CUBA IL PAPA E I MISSILI DEL ’62.

  • Quando  si  vuole una  cosa  basta muovere le pedine giuste e i risultati arriveranno.

  • In questo caso le pedine sono il Papa,Obama e il vento di cambiamento che il Vaticano sta mettendo in atto per riallacciare le trame di fili spezzati tra nazioni e popoli.

  • I missili sovietici nel ‘ 62 facevano paura e la pressione americana alla fine  vinse sullo spettro di un possibile evento bellico a  colpi di armi nucleari.

  • Non so se Bergoglio abbia avuto merito pieno in questa storia,ma personalmente credo che Cuba non rappresentando più  un pericolo per l’America,sia stata relegata  a ex nemico che depone le armi ammettendone   la sua inferiorità.

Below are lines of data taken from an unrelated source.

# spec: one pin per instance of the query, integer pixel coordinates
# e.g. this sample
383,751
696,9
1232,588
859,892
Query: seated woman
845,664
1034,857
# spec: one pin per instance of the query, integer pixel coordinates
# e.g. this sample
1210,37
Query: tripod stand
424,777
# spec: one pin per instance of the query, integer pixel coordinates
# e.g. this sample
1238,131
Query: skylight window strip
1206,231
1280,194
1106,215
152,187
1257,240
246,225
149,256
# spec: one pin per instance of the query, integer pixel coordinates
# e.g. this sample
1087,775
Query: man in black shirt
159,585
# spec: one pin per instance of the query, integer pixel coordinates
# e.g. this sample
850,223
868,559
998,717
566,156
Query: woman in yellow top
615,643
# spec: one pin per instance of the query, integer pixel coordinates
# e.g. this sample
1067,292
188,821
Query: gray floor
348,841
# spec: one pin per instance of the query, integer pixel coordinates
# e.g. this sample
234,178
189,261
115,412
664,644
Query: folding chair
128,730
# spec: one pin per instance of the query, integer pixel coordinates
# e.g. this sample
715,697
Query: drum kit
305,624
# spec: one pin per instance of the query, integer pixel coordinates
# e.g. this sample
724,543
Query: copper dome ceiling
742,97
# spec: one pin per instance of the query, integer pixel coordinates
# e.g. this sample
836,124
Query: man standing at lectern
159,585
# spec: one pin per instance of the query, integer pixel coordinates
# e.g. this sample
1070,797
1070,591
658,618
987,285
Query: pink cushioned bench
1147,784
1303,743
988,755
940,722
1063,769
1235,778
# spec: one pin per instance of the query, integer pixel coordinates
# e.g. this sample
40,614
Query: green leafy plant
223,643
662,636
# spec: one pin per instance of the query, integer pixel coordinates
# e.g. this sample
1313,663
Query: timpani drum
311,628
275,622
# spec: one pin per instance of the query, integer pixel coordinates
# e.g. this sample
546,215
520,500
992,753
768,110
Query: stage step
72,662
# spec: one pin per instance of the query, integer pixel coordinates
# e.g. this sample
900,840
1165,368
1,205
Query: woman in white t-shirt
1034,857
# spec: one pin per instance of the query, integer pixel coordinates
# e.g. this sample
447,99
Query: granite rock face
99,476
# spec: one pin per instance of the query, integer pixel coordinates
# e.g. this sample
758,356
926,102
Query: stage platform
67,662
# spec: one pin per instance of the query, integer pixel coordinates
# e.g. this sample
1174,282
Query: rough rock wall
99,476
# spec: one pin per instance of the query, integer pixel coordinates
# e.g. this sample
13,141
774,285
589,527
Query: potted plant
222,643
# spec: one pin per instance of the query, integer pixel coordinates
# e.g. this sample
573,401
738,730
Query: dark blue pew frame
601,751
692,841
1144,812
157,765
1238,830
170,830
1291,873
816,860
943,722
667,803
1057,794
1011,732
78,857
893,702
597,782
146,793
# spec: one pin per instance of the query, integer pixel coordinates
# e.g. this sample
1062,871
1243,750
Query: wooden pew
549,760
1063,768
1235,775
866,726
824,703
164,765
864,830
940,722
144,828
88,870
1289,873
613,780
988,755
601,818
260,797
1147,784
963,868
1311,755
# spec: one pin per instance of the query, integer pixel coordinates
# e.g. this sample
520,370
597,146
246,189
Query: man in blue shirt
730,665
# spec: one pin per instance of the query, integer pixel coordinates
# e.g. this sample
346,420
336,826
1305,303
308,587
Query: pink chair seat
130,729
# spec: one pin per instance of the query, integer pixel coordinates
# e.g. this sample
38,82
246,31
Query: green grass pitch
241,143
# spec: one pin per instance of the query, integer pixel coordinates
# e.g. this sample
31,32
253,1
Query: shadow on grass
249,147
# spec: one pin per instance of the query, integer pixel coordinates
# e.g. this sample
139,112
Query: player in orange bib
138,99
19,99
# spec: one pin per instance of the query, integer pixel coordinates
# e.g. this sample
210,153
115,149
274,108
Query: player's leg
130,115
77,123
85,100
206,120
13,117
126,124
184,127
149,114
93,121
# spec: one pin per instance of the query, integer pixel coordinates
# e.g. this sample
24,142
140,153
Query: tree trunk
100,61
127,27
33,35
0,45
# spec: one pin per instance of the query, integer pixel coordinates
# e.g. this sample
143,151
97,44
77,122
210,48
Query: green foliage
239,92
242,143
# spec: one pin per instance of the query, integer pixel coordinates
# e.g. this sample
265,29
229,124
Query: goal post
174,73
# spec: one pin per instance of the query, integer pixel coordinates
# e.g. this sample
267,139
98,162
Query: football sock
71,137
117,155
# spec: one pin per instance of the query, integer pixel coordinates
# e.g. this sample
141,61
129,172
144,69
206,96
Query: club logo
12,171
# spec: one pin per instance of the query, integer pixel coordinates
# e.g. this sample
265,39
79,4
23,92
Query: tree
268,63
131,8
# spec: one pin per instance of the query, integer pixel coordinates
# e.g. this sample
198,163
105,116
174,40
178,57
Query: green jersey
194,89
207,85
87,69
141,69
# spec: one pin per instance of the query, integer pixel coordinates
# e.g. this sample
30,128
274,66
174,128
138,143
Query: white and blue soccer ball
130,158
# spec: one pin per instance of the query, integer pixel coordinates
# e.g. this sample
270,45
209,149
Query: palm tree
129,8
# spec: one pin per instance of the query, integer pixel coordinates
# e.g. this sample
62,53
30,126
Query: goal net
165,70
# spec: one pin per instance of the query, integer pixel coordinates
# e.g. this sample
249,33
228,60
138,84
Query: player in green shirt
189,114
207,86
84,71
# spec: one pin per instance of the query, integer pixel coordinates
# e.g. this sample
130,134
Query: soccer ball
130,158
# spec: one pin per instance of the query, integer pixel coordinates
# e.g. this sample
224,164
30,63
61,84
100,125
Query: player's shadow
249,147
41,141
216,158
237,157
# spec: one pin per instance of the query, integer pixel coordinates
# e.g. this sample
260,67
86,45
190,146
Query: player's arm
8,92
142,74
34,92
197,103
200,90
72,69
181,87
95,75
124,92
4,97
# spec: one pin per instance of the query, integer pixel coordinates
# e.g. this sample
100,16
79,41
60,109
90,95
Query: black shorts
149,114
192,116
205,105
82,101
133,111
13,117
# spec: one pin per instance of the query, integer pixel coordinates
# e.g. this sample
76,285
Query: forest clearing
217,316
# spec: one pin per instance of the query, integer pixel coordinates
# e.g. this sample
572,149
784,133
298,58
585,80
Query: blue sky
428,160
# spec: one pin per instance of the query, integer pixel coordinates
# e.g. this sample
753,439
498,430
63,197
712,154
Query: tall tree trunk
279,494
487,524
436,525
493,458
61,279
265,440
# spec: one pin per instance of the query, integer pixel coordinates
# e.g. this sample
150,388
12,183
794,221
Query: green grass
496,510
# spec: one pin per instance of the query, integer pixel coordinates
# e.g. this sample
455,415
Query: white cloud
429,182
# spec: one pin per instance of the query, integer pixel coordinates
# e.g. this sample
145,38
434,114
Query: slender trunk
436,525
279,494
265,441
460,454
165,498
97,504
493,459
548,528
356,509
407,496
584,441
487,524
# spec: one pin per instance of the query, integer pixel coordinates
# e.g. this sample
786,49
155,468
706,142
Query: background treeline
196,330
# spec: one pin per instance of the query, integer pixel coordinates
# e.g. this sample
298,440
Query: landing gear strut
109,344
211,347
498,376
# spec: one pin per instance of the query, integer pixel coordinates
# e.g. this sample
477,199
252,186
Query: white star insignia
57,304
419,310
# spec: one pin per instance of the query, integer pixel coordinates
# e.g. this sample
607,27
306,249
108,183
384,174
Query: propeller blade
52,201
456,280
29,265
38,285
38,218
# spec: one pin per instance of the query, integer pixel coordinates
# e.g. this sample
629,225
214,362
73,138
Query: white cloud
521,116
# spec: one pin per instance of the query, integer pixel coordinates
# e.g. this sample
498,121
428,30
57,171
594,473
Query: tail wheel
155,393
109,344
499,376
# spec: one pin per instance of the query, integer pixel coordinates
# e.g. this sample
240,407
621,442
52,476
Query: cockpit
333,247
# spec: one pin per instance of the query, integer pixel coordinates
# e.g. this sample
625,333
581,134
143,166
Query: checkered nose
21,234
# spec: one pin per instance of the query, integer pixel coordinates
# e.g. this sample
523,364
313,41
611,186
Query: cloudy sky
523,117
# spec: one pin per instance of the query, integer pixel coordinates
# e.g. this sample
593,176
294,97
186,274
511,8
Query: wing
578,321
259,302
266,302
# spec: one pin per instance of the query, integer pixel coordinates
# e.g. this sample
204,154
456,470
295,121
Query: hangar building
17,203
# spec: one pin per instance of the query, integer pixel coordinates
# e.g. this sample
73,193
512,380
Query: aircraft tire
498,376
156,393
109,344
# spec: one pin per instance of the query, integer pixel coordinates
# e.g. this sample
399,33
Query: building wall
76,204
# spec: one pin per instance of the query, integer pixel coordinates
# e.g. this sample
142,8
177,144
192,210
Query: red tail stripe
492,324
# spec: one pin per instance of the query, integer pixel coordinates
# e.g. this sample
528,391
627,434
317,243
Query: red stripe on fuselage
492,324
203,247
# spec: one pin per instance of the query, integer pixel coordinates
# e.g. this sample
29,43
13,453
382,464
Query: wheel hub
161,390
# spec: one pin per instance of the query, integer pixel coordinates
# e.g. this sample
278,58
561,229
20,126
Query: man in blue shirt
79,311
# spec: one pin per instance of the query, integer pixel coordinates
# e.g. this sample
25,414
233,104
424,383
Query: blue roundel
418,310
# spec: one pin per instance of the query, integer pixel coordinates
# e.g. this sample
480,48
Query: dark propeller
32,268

  • Credo anche che attualmente se dovessimo ricercare una nuova Cuba,la Corea del Nord sarebbe la più  accreditata a esserlo ma con rischi maggiori e conseguenze più  dure.

  • Se i fratelli Castro potrebbero  far parte del club degli idealisti sconfitti,sicuramente il regime di Pyong Yang no

  • Qui le carte in tavola ci dicono di un regime chiuso,ermetico e fondamentalmente poco pronto al dialogo.

  • L’albero di Natale che la Corea del Sud voleva mettere al confine in segno di pace e fratellanza,albero rifiutato dalla vicina sorella del nord,è  l’emblema del fallimento di possibili aperture attualmente.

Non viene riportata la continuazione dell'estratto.